Universal Investment
- Company type: Limited company
- Industry: Investment funds
- Founded: 1968; 58 years ago
- Headquarters: Frankfurt, Germany
- Key people: Francesca McDonagh (CEO);
- AUM: €1.449 trillion (December 2025)
- Number of employees: 1,700 (2025)
- Website: www.universal-investment.com

= Universal Investment =

Private equity firm

Universal Investment Group is Europe’s leading third-party ManCo and fund services provider with more than EUR 1.4 trillion in assets under administration across 5,000 funds and structures. It employs a workforce of around 1,700 across offices in Frankfurt am Main, Luxembourg, Dublin, London, Paris, Stockholm, Krakow, and Singapore.
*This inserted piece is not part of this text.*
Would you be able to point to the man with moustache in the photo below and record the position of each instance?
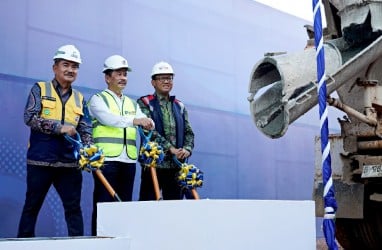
(54, 109)
(115, 117)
The UI Group provides services to institutional investors and asset managers across all asset classes, including securities, alternatives, and real estate. Universal Investment operates within the EU’s three largest fund hubs: Germany, Luxembourg, and Ireland. Its service offering spans the entire value chain, from fund structuring, management company and fund administration services to reporting and risk management solutions – alongside active distribution and marketing support.

Universal Investment was established in 1968 by several German private banks as a joint investment company. In 2016, the British private equity firm Montagu acquired the company from Berenberg and Bankhaus Lampe. In 2022, Canadian Pension Plan Investment Board became a minority shareholder.